The preceding provisions shall not, however, in any way impair the right of a State to enforce such laws as it deems necessary to control the use of property in accordance with the general interest or to secure the payment of taxes or other contributions or penalties.”
The applicants maintained that fact that they had been obliged to disburse 10% of their income to United Pension Fund constituted an unjustified interference of their right to peaceful enjoyment of their possessions as guaranteed by the first paragraph of Article 1.
The Government disputed that there had been a violation of the applicants' right to peaceful enjoyment of their possessions. In their submissions, the compulsory pension participation at issue constituted a control of the use of their possessions, which was justified under the second paragraph of Article 1.

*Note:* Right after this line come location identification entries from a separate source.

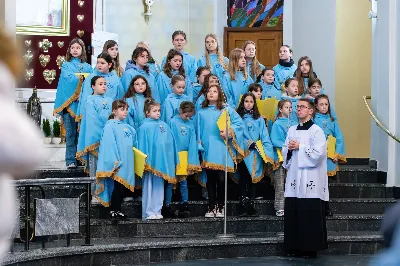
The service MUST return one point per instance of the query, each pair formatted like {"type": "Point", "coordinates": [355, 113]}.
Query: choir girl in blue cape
{"type": "Point", "coordinates": [104, 68]}
{"type": "Point", "coordinates": [213, 57]}
{"type": "Point", "coordinates": [111, 47]}
{"type": "Point", "coordinates": [158, 143]}
{"type": "Point", "coordinates": [173, 67]}
{"type": "Point", "coordinates": [286, 67]}
{"type": "Point", "coordinates": [303, 74]}
{"type": "Point", "coordinates": [212, 145]}
{"type": "Point", "coordinates": [115, 166]}
{"type": "Point", "coordinates": [329, 124]}
{"type": "Point", "coordinates": [67, 95]}
{"type": "Point", "coordinates": [278, 136]}
{"type": "Point", "coordinates": [253, 168]}
{"type": "Point", "coordinates": [270, 87]}
{"type": "Point", "coordinates": [201, 73]}
{"type": "Point", "coordinates": [291, 94]}
{"type": "Point", "coordinates": [254, 67]}
{"type": "Point", "coordinates": [236, 81]}
{"type": "Point", "coordinates": [138, 91]}
{"type": "Point", "coordinates": [137, 66]}
{"type": "Point", "coordinates": [209, 80]}
{"type": "Point", "coordinates": [153, 66]}
{"type": "Point", "coordinates": [185, 137]}
{"type": "Point", "coordinates": [189, 61]}
{"type": "Point", "coordinates": [315, 89]}
{"type": "Point", "coordinates": [96, 112]}
{"type": "Point", "coordinates": [174, 99]}
{"type": "Point", "coordinates": [256, 90]}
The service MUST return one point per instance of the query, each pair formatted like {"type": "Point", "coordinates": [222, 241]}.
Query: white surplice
{"type": "Point", "coordinates": [307, 168]}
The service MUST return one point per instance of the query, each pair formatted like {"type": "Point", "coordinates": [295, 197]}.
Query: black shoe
{"type": "Point", "coordinates": [114, 216]}
{"type": "Point", "coordinates": [184, 211]}
{"type": "Point", "coordinates": [121, 216]}
{"type": "Point", "coordinates": [168, 212]}
{"type": "Point", "coordinates": [252, 210]}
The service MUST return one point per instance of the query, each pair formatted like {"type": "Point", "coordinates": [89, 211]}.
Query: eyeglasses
{"type": "Point", "coordinates": [301, 107]}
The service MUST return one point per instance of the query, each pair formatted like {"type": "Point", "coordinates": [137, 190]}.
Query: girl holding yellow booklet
{"type": "Point", "coordinates": [189, 163]}
{"type": "Point", "coordinates": [278, 136]}
{"type": "Point", "coordinates": [258, 153]}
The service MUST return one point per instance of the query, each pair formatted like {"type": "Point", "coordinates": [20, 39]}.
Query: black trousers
{"type": "Point", "coordinates": [116, 196]}
{"type": "Point", "coordinates": [216, 188]}
{"type": "Point", "coordinates": [246, 186]}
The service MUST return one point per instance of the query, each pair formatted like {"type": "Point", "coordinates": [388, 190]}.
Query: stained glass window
{"type": "Point", "coordinates": [255, 13]}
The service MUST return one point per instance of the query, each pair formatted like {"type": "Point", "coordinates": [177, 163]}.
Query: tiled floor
{"type": "Point", "coordinates": [359, 260]}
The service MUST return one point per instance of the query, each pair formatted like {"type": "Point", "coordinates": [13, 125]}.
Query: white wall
{"type": "Point", "coordinates": [309, 26]}
{"type": "Point", "coordinates": [195, 18]}
{"type": "Point", "coordinates": [385, 81]}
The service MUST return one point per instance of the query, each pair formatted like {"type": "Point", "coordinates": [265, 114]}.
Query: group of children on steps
{"type": "Point", "coordinates": [175, 108]}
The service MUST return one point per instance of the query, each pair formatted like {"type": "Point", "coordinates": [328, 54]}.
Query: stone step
{"type": "Point", "coordinates": [104, 228]}
{"type": "Point", "coordinates": [265, 190]}
{"type": "Point", "coordinates": [264, 207]}
{"type": "Point", "coordinates": [128, 251]}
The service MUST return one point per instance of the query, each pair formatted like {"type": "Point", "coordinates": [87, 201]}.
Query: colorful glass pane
{"type": "Point", "coordinates": [255, 13]}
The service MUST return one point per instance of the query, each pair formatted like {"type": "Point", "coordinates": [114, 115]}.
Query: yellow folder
{"type": "Point", "coordinates": [280, 156]}
{"type": "Point", "coordinates": [183, 163]}
{"type": "Point", "coordinates": [139, 162]}
{"type": "Point", "coordinates": [261, 151]}
{"type": "Point", "coordinates": [221, 123]}
{"type": "Point", "coordinates": [269, 108]}
{"type": "Point", "coordinates": [82, 74]}
{"type": "Point", "coordinates": [331, 147]}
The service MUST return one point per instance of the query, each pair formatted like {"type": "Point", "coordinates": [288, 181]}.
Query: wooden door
{"type": "Point", "coordinates": [267, 40]}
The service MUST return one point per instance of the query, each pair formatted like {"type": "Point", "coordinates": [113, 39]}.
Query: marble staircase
{"type": "Point", "coordinates": [359, 197]}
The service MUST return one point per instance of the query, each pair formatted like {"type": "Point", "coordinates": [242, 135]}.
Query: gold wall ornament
{"type": "Point", "coordinates": [147, 10]}
{"type": "Point", "coordinates": [60, 60]}
{"type": "Point", "coordinates": [45, 45]}
{"type": "Point", "coordinates": [58, 18]}
{"type": "Point", "coordinates": [28, 57]}
{"type": "Point", "coordinates": [80, 33]}
{"type": "Point", "coordinates": [49, 75]}
{"type": "Point", "coordinates": [44, 59]}
{"type": "Point", "coordinates": [29, 74]}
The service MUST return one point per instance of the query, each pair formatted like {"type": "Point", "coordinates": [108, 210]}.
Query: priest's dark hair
{"type": "Point", "coordinates": [242, 111]}
{"type": "Point", "coordinates": [324, 96]}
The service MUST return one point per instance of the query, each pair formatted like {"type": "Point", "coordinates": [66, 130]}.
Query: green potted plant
{"type": "Point", "coordinates": [46, 131]}
{"type": "Point", "coordinates": [56, 132]}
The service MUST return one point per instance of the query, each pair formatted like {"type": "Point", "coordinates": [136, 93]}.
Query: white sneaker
{"type": "Point", "coordinates": [220, 213]}
{"type": "Point", "coordinates": [210, 214]}
{"type": "Point", "coordinates": [152, 217]}
{"type": "Point", "coordinates": [127, 199]}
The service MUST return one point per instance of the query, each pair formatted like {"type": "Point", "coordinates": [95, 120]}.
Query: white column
{"type": "Point", "coordinates": [288, 22]}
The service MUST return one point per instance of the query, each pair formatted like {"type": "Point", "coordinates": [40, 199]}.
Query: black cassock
{"type": "Point", "coordinates": [304, 220]}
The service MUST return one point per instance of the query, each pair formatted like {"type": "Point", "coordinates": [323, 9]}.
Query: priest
{"type": "Point", "coordinates": [306, 186]}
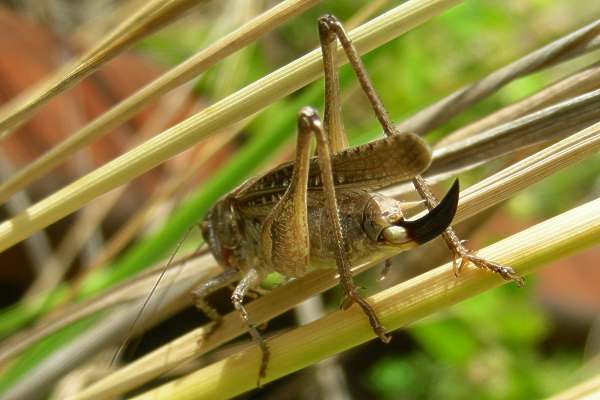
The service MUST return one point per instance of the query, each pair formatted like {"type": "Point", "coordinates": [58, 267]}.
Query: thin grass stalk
{"type": "Point", "coordinates": [576, 84]}
{"type": "Point", "coordinates": [475, 199]}
{"type": "Point", "coordinates": [576, 43]}
{"type": "Point", "coordinates": [239, 105]}
{"type": "Point", "coordinates": [178, 75]}
{"type": "Point", "coordinates": [398, 306]}
{"type": "Point", "coordinates": [151, 17]}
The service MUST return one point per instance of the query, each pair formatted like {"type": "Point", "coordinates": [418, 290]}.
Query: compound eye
{"type": "Point", "coordinates": [395, 234]}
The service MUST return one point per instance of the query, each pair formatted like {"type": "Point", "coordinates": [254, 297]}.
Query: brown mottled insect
{"type": "Point", "coordinates": [321, 212]}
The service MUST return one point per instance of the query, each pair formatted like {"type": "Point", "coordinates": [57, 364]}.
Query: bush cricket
{"type": "Point", "coordinates": [321, 212]}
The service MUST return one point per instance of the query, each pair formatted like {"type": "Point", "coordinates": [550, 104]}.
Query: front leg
{"type": "Point", "coordinates": [331, 28]}
{"type": "Point", "coordinates": [455, 244]}
{"type": "Point", "coordinates": [285, 245]}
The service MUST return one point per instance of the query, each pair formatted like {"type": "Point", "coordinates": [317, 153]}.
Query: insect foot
{"type": "Point", "coordinates": [465, 256]}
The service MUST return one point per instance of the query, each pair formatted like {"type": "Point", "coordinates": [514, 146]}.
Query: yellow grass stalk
{"type": "Point", "coordinates": [187, 70]}
{"type": "Point", "coordinates": [151, 17]}
{"type": "Point", "coordinates": [231, 109]}
{"type": "Point", "coordinates": [477, 198]}
{"type": "Point", "coordinates": [398, 306]}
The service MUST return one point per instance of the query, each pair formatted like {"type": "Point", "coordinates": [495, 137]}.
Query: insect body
{"type": "Point", "coordinates": [322, 212]}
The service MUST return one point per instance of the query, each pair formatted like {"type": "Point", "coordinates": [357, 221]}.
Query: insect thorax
{"type": "Point", "coordinates": [234, 239]}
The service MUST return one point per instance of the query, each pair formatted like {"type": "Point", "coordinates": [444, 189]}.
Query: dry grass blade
{"type": "Point", "coordinates": [571, 86]}
{"type": "Point", "coordinates": [551, 123]}
{"type": "Point", "coordinates": [571, 45]}
{"type": "Point", "coordinates": [178, 75]}
{"type": "Point", "coordinates": [148, 19]}
{"type": "Point", "coordinates": [398, 306]}
{"type": "Point", "coordinates": [489, 192]}
{"type": "Point", "coordinates": [556, 121]}
{"type": "Point", "coordinates": [226, 112]}
{"type": "Point", "coordinates": [130, 291]}
{"type": "Point", "coordinates": [113, 328]}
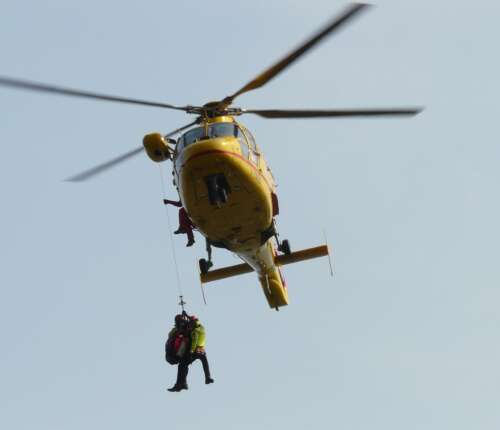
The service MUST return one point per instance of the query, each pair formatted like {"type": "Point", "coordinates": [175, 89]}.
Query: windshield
{"type": "Point", "coordinates": [219, 129]}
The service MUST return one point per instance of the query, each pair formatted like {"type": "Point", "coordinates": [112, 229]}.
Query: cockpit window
{"type": "Point", "coordinates": [220, 129]}
{"type": "Point", "coordinates": [193, 135]}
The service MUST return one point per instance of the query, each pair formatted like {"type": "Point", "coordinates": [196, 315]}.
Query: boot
{"type": "Point", "coordinates": [177, 388]}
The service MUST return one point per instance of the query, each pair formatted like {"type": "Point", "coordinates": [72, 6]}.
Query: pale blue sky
{"type": "Point", "coordinates": [404, 337]}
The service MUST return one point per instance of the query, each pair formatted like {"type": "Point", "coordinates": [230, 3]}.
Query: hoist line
{"type": "Point", "coordinates": [174, 255]}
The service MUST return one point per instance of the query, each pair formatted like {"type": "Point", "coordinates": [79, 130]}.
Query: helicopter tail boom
{"type": "Point", "coordinates": [280, 260]}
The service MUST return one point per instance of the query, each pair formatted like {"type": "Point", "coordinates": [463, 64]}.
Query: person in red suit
{"type": "Point", "coordinates": [185, 224]}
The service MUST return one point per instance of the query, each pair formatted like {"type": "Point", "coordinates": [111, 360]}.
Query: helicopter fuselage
{"type": "Point", "coordinates": [229, 193]}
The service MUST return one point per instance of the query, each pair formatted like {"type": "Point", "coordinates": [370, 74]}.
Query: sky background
{"type": "Point", "coordinates": [405, 336]}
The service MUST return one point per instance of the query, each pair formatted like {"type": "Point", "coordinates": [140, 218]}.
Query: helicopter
{"type": "Point", "coordinates": [224, 182]}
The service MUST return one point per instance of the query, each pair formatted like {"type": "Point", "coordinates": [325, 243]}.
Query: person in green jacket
{"type": "Point", "coordinates": [196, 352]}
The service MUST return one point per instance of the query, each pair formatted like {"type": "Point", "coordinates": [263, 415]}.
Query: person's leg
{"type": "Point", "coordinates": [206, 368]}
{"type": "Point", "coordinates": [182, 372]}
{"type": "Point", "coordinates": [185, 226]}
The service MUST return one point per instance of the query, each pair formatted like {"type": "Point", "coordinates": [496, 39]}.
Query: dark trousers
{"type": "Point", "coordinates": [183, 368]}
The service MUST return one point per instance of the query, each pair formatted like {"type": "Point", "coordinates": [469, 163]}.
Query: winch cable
{"type": "Point", "coordinates": [174, 255]}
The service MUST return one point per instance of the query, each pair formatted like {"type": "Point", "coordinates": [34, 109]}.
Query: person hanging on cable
{"type": "Point", "coordinates": [196, 352]}
{"type": "Point", "coordinates": [185, 224]}
{"type": "Point", "coordinates": [178, 341]}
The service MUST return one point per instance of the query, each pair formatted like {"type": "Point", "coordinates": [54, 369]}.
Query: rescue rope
{"type": "Point", "coordinates": [174, 255]}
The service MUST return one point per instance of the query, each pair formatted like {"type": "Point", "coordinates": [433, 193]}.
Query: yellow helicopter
{"type": "Point", "coordinates": [224, 183]}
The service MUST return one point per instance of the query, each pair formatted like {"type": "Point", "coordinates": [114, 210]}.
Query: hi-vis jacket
{"type": "Point", "coordinates": [197, 336]}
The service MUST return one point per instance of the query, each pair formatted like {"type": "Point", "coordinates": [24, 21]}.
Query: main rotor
{"type": "Point", "coordinates": [224, 106]}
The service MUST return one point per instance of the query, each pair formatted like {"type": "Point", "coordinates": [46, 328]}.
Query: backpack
{"type": "Point", "coordinates": [175, 348]}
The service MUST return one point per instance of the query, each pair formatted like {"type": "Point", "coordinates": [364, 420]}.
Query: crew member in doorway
{"type": "Point", "coordinates": [196, 352]}
{"type": "Point", "coordinates": [185, 224]}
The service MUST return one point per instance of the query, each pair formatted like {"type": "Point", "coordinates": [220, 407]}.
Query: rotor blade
{"type": "Point", "coordinates": [285, 113]}
{"type": "Point", "coordinates": [89, 173]}
{"type": "Point", "coordinates": [46, 88]}
{"type": "Point", "coordinates": [277, 68]}
{"type": "Point", "coordinates": [104, 166]}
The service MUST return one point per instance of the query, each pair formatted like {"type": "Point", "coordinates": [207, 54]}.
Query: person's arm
{"type": "Point", "coordinates": [172, 202]}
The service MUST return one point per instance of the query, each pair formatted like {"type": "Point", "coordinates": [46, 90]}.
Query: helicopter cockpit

The Court shares the Government's view that the impugned measure falls to be considered under the rule enshrined in Article 1 § 2. The crux of the matter is whether the compulsory participation in the United Pension Fund was proportionate to the legitimate aim pursued. In this regard the Court notes that the parties rely essentially on the same arguments as those mentioned above in the context of the Article 11 § 2 of the Convention. Having regard to its reasoning and conclusions on this point, the Court sees no reason to call into question the compatibility of the measure at issue with the respondent State's obligations under Article 1 of Protocol No. 1.
This part of the application must also be rejected as being manifestly ill ‑ founded pursuant to Article 35 §§ 3 and 4 of the Convention.
For these reasons, the Court unanimously
Declares the application inadmissible.